Quand je parle de danse-thérapie, certaines personnes me disent tout de suite : « Mais je ne sais pas danser. » C’est une inquiétude très compréhensible. Pourtant, ici, il n’est pas question de technique, de chorégraphie ou de performance. Il n’y a rien à réussir.

La danse-thérapie est un accompagnement psychocorporel qui utilise le mouvement comme moyen d’expression. Un geste minuscule, une respiration, le besoin de s’étirer ou simplement de rester immobile peuvent déjà raconter quelque chose. L’essentiel est d’écouter ce qui se passe, à son rythme et dans un cadre sécurisant.

Retrouver le lien avec son corps

Nous vivons souvent beaucoup dans notre tête. Nous réfléchissons, anticipons, organisons. Pendant ce temps, le corps peut se tendre et s’épuiser sans que nous y prêtions vraiment attention.

Le mouvement aide à revenir aux sensations : sentir ses appuis, son souffle, son poids, l’espace autour de soi. Peu à peu, on apprend à repérer plus finement ses besoins et ses limites. Cette présence au corps peut apporter un sentiment d’ancrage et de sécurité intérieure.

Nathanaëlle assise, les yeux fermés, les mains posées sur le ventre
Prendre le temps de sentir, avant même de bouger. © Patricia Bassen

Donner une place aux émotions

Certaines émotions sont difficiles à nommer. Elles se manifestent parfois par une gorge serrée, des épaules lourdes, une agitation ou une grande fatigue. En danse-thérapie, le corps peut exprimer ce que les mots n’arrivent pas encore à dire.

Il ne s’agit pas de forcer une émotion à sortir. Il s’agit de lui faire une place, avec douceur. Un mouvement peut permettre de traverser une tension, de déposer une colère, d’accueillir une tristesse ou de retrouver de la joie. Après ce temps corporel, les mots viennent parfois plus facilement — mais ce n’est jamais une obligation.

Retrouver confiance et liberté

Oser bouger comme on en a envie, sans se comparer ni être jugé, peut être profondément libérateur. On découvre qu’il existe plusieurs manières d’habiter son corps et de prendre sa place.

Chaque geste choisi devient une petite expérience de liberté. On peut essayer, s’arrêter, recommencer, changer d’avis. Cette possibilité de faire autrement dans le mouvement peut ensuite résonner dans la vie quotidienne : mieux écouter un « non », oser un « oui », prendre une décision ou simplement se faire davantage confiance.

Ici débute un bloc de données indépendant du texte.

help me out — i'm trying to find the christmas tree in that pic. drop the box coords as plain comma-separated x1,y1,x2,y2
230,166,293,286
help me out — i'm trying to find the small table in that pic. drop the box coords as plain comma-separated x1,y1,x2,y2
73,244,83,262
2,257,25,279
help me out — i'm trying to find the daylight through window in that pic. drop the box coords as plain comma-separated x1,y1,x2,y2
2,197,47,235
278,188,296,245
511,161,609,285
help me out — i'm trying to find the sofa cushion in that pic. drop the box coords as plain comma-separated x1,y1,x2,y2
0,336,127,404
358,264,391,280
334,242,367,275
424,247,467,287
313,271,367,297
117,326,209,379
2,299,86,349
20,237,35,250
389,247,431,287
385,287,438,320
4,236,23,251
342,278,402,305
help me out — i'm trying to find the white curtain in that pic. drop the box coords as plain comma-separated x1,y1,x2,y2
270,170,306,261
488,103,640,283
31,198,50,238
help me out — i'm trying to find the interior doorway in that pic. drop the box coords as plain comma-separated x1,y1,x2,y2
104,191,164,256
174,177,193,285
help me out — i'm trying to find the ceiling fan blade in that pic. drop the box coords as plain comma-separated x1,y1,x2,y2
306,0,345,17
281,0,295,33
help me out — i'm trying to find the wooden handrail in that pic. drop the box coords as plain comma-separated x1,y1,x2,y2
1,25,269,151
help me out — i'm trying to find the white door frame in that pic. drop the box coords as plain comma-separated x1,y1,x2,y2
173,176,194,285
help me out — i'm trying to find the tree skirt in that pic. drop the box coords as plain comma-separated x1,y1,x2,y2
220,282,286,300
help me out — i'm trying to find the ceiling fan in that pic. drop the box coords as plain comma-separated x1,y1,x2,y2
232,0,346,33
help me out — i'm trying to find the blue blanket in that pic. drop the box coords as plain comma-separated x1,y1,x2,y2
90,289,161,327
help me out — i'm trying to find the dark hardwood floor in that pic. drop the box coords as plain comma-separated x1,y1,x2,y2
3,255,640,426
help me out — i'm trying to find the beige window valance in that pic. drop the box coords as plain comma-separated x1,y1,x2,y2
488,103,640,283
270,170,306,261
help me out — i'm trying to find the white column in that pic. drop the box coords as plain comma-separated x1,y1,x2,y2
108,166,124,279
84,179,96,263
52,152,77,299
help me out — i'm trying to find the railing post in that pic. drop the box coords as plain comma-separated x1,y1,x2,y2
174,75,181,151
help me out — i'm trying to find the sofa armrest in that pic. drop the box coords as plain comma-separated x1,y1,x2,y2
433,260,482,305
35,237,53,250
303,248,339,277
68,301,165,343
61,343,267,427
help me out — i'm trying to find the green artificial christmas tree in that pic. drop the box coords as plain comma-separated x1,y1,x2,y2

Se relier aux autres sans se perdre

Lorsqu’elle se pratique en groupe, la danse-thérapie permet aussi de vivre la rencontre autrement. Regarder, être regardé avec bienveillance, suivre un rythme commun puis retrouver le sien : ces expériences simples parlent de notre façon d’être en lien.

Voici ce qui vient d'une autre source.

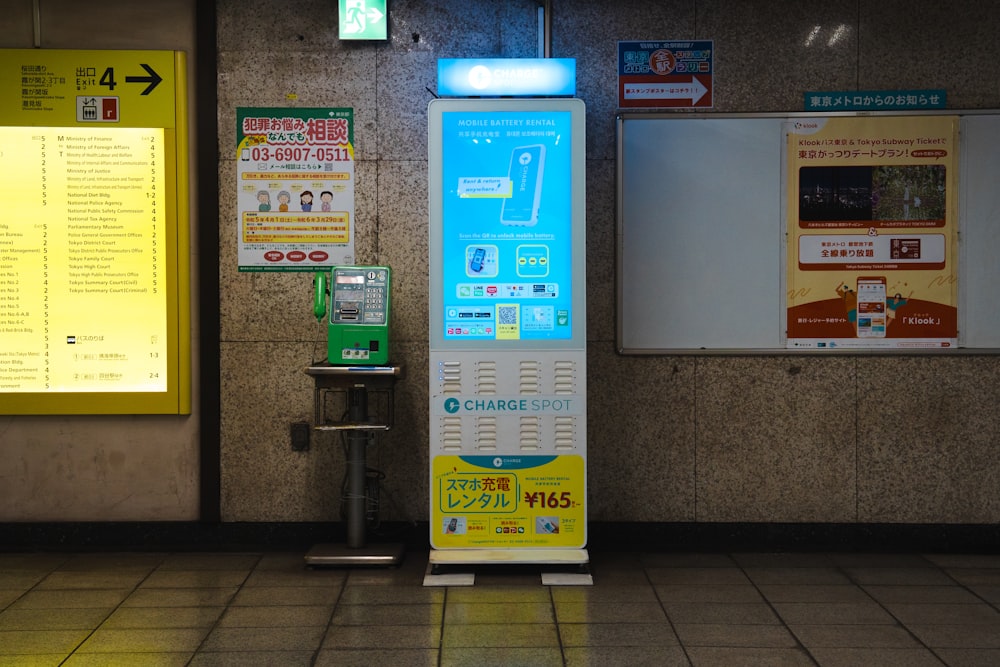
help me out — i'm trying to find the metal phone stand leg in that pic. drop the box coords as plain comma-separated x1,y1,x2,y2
305,366,404,567
345,388,368,549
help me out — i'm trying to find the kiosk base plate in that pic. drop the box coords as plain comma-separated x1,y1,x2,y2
304,543,404,567
424,548,591,586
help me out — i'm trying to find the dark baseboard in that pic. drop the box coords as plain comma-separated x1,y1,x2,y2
2,521,999,553
588,522,1000,554
0,521,419,553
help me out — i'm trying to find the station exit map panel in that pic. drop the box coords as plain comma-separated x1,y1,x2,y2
0,49,190,414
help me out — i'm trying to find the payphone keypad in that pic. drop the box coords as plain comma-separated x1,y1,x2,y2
362,270,387,324
364,277,386,323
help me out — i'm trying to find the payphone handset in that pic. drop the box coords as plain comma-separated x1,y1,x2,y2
313,266,391,365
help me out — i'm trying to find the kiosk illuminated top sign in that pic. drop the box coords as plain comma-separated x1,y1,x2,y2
437,59,576,97
440,109,573,342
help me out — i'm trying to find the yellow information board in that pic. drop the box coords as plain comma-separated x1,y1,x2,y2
0,49,189,414
430,455,586,549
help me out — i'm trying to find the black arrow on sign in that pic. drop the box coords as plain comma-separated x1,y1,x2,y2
125,64,162,95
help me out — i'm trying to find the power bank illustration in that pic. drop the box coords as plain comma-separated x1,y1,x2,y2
501,144,545,226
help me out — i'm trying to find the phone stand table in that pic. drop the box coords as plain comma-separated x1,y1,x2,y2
304,363,403,567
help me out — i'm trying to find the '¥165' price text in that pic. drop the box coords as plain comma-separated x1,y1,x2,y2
523,491,575,509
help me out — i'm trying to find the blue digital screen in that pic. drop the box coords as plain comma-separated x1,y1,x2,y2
440,110,573,341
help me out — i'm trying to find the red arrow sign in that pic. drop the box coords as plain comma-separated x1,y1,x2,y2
620,75,711,108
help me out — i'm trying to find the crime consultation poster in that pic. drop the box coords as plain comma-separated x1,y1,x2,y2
237,108,355,271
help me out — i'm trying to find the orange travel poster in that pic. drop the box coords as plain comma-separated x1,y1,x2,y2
785,115,959,349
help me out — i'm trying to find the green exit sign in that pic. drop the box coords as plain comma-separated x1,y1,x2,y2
339,0,388,40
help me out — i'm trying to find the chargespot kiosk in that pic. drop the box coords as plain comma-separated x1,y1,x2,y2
426,59,589,583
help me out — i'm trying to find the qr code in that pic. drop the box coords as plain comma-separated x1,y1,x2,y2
498,306,517,325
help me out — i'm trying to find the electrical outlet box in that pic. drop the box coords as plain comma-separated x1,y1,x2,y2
290,421,311,451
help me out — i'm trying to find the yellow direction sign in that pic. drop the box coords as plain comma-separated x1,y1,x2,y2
0,49,177,128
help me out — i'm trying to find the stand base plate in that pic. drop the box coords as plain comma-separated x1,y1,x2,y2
304,543,404,567
423,548,592,586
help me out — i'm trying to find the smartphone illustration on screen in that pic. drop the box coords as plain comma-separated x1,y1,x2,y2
501,144,545,226
856,276,887,337
469,247,486,273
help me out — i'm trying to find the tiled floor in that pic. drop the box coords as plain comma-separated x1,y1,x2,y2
2,550,1000,666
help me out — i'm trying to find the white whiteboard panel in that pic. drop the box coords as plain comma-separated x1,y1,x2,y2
617,112,1000,353
617,116,786,351
958,115,1000,349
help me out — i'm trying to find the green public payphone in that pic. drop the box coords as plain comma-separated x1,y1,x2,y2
314,266,391,365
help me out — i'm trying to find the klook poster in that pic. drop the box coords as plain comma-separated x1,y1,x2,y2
786,116,959,349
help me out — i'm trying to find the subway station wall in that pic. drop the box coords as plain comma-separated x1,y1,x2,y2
216,0,1000,525
4,0,1000,525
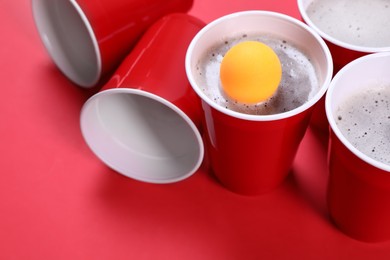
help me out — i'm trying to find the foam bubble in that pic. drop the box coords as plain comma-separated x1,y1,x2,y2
306,0,390,48
195,33,319,115
336,86,390,166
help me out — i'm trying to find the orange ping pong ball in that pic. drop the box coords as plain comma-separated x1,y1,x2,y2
220,41,282,104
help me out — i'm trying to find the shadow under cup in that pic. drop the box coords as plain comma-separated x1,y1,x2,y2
80,14,205,183
326,53,390,242
186,11,333,195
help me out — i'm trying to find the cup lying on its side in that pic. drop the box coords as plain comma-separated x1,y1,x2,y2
326,52,390,243
186,11,333,195
32,0,193,88
80,14,205,183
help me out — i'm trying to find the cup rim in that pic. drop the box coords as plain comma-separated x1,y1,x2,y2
70,0,101,87
185,10,333,122
297,0,390,53
32,0,102,88
80,88,205,183
325,52,390,173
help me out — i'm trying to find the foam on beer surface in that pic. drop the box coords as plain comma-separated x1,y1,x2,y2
195,33,319,115
306,0,390,48
220,41,282,104
335,86,390,166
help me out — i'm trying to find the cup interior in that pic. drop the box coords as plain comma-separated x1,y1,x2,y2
186,11,333,121
325,52,390,172
80,89,204,183
297,0,390,53
32,0,100,87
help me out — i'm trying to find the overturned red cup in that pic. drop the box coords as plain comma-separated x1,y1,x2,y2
32,0,193,88
80,14,205,183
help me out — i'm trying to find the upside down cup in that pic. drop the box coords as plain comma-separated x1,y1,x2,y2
32,0,193,88
186,11,333,195
80,14,205,183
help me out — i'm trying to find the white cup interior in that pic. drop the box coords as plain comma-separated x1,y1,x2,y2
325,52,390,172
186,11,333,121
297,0,390,53
32,0,100,87
80,89,204,183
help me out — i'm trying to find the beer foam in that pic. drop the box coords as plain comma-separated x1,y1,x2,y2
335,86,390,166
306,0,390,48
195,33,319,115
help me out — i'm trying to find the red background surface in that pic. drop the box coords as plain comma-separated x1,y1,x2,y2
1,1,390,259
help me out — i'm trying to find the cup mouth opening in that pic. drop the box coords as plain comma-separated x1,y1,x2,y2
185,10,333,122
80,88,204,183
297,0,390,54
325,52,390,173
32,0,101,87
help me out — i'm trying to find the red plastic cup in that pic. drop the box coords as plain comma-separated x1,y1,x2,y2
325,52,390,242
186,11,333,195
298,0,390,73
80,14,205,183
32,0,193,88
298,0,390,131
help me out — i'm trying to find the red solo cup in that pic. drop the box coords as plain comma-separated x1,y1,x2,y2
297,0,390,73
80,14,205,183
186,11,333,195
325,52,390,242
32,0,193,88
297,0,390,131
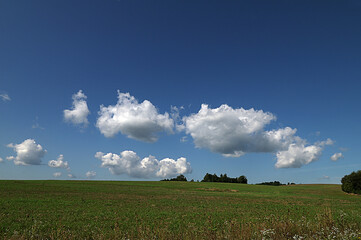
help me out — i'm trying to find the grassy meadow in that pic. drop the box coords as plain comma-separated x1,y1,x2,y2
0,180,360,239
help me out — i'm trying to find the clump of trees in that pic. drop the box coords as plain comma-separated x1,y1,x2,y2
161,174,187,182
256,181,284,186
201,173,247,184
341,170,361,194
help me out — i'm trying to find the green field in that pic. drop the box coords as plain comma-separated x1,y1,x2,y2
0,181,360,239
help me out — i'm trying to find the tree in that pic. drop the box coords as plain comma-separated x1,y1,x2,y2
237,175,247,184
341,170,361,194
201,173,247,184
161,174,188,182
175,174,187,181
202,173,212,182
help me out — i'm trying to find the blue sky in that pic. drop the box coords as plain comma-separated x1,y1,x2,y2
1,0,361,183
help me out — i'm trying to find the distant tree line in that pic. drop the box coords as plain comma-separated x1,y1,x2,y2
256,181,284,186
160,174,299,187
341,170,361,194
201,173,247,184
256,181,296,186
161,174,187,182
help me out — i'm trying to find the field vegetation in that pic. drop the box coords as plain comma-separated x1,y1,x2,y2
0,180,360,239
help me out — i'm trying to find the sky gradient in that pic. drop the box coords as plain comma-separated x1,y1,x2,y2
1,0,361,183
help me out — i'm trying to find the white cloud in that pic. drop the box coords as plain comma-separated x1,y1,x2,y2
32,123,44,130
275,143,322,168
180,136,188,142
86,171,96,179
95,151,191,178
182,104,283,157
68,173,76,178
322,175,330,180
0,93,10,102
48,155,70,170
7,139,47,165
53,172,62,178
64,90,90,127
32,116,44,130
275,138,334,168
182,104,333,168
0,157,3,163
318,138,334,146
96,91,174,142
330,152,343,161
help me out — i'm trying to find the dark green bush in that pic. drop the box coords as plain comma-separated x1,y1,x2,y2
341,170,361,194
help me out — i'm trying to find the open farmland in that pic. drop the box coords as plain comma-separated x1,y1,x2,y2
0,180,360,239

Le groupe peut soutenir sans imposer. Chacun garde sa liberté et son intimité. Il n’est jamais demandé de se dévoiler plus qu’on ne le souhaite.

Nathanaëlle explore un mouvement d’étirement au sol
Explorer un geste à son rythme, sans recherche de performance. © Patricia Bassen

À qui s’adresse la danse-thérapie ?

Elle peut accompagner des personnes très différentes : celles qui traversent une période de stress ou de changement, qui manquent de confiance, qui se sentent coupées de leur corps ou qui souhaitent simplement mieux se connaître. Aucune expérience de la danse n’est nécessaire.

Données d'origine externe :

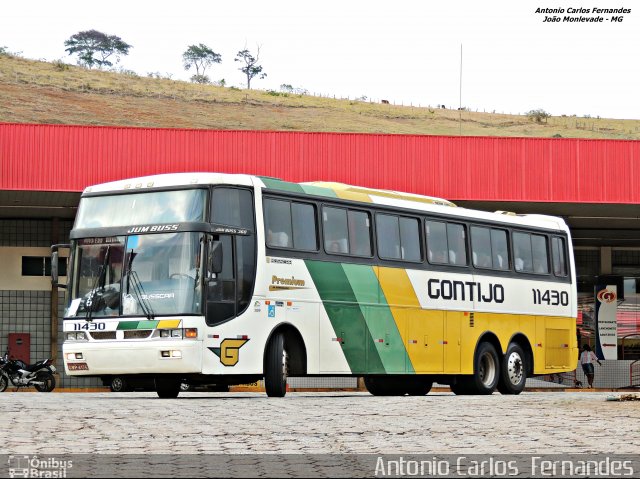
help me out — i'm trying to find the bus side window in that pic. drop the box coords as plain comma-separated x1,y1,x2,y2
471,226,492,268
491,229,509,270
513,232,533,273
323,207,349,254
348,210,372,257
377,214,401,260
447,223,467,266
426,220,448,264
531,234,549,274
264,199,293,248
552,236,568,277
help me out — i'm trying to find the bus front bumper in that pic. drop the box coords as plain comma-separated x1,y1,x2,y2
62,340,203,376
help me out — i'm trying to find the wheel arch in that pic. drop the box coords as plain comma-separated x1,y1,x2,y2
475,331,503,362
264,323,307,376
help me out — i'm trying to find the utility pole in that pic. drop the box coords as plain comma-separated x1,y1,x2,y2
459,44,463,136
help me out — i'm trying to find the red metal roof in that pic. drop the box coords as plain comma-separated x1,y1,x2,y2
1,122,638,204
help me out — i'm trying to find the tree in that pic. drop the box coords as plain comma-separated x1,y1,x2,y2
526,108,551,124
235,47,267,89
64,30,131,69
182,44,222,82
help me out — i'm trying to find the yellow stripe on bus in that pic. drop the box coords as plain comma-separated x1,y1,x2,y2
157,320,181,329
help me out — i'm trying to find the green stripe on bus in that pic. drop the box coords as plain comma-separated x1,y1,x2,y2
259,177,305,193
342,264,413,374
304,260,385,374
136,320,158,330
299,185,338,198
117,321,140,330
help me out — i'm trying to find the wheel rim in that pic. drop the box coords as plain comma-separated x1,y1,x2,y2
507,352,524,386
112,378,124,391
282,349,289,381
479,352,497,387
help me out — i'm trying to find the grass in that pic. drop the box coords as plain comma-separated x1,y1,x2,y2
1,54,639,139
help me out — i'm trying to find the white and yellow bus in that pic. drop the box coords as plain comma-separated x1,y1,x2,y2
54,173,577,397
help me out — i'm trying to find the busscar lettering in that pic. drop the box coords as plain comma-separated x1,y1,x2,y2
427,279,504,304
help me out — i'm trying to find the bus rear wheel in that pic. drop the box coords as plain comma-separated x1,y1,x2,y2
497,343,527,395
265,332,288,397
454,342,500,395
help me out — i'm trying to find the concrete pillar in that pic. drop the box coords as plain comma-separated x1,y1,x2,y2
600,247,612,275
50,217,59,366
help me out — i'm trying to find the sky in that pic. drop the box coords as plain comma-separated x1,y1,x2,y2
2,0,639,119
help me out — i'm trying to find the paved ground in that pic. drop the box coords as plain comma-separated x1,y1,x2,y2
1,391,639,455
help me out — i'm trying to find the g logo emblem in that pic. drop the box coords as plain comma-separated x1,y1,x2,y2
210,339,249,367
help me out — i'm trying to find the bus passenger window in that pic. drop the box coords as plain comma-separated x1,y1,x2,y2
491,229,509,270
513,232,533,272
426,221,448,264
348,210,372,257
531,234,549,274
323,207,349,254
291,202,317,251
399,217,421,261
447,223,467,266
471,227,492,268
264,199,293,248
377,214,401,260
552,236,567,277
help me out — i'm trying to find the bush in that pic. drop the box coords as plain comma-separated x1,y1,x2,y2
52,59,70,71
190,74,211,84
526,109,551,123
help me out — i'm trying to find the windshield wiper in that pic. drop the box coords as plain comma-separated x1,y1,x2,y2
124,251,155,319
86,246,110,322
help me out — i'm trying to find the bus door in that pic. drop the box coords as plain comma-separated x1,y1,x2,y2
205,232,257,326
206,235,236,325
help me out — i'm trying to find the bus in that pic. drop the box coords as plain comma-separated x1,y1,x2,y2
53,173,578,397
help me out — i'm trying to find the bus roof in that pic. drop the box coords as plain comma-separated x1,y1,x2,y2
83,172,569,233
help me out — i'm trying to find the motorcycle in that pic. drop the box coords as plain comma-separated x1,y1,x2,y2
0,351,56,392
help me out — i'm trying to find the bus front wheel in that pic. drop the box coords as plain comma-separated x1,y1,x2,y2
265,332,288,397
156,377,180,398
497,343,527,395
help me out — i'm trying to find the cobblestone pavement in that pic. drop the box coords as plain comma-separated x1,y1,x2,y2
1,391,639,455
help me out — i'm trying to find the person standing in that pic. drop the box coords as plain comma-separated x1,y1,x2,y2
580,344,602,388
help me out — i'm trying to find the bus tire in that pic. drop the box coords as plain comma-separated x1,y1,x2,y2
466,342,500,395
265,332,288,397
497,343,527,395
405,377,433,396
110,376,128,392
156,377,180,398
450,379,472,395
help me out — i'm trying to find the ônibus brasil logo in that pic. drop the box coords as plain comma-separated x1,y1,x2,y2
597,289,617,304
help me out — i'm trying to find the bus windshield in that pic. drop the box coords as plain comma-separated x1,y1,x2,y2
66,233,204,318
75,189,207,229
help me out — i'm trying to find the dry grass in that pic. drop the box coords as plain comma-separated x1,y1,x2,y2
1,55,639,139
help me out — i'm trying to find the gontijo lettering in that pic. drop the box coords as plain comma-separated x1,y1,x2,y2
427,279,505,303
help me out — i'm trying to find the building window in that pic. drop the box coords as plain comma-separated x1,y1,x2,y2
22,256,67,277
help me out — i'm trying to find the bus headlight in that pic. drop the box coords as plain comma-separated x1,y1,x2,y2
66,332,88,341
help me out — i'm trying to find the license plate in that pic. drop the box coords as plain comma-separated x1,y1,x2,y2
68,363,89,371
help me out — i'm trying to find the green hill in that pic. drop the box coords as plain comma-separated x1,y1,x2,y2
1,54,639,139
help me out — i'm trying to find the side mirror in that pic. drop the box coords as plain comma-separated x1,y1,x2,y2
208,240,223,274
51,244,69,289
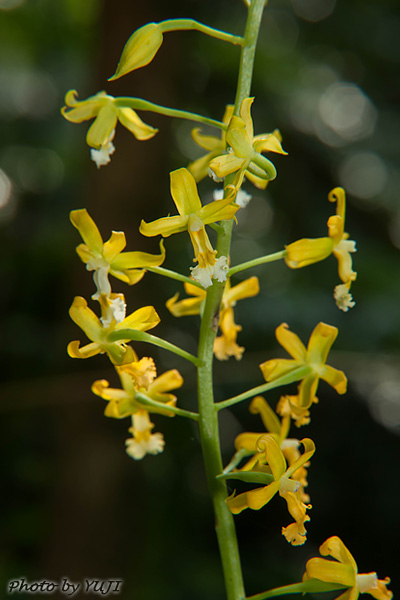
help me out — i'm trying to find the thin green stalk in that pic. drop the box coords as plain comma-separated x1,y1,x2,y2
135,392,199,421
228,250,287,278
114,97,225,130
108,329,202,366
160,19,244,46
195,2,267,600
247,581,348,600
216,366,311,411
147,265,203,288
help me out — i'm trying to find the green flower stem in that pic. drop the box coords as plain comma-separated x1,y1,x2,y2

La proposition est toujours adaptée aux possibilités de chacun. On peut danser debout, assis ou avec très peu de mouvement. La danse-thérapie ne remplace pas un avis ou un traitement médical ; elle peut s’inscrire dans un accompagnement global, en lien avec les besoins de la personne.

Commencer, tout simplement

Une séance commence souvent par un temps pour arriver, respirer et sentir comment on se trouve ce jour-là. Des propositions guidées ouvrent ensuite un espace d’exploration. Il peut y avoir de la musique, du silence, des objets ou des images. Un temps de retour permet enfin de déposer ce qui a été vécu.

Il n’y a pas de bonne manière de faire. Certains jours, le mouvement sera ample. D’autres, presque invisible. Ce qui compte, c’est qu’il soit le vôtre.

J’aime la danse-thérapie parce qu’elle nous rappelle une chose simple : nous ne sommes pas seulement une tête qui pense. Nous sommes aussi un corps vivant, sensible, capable de retrouver son élan.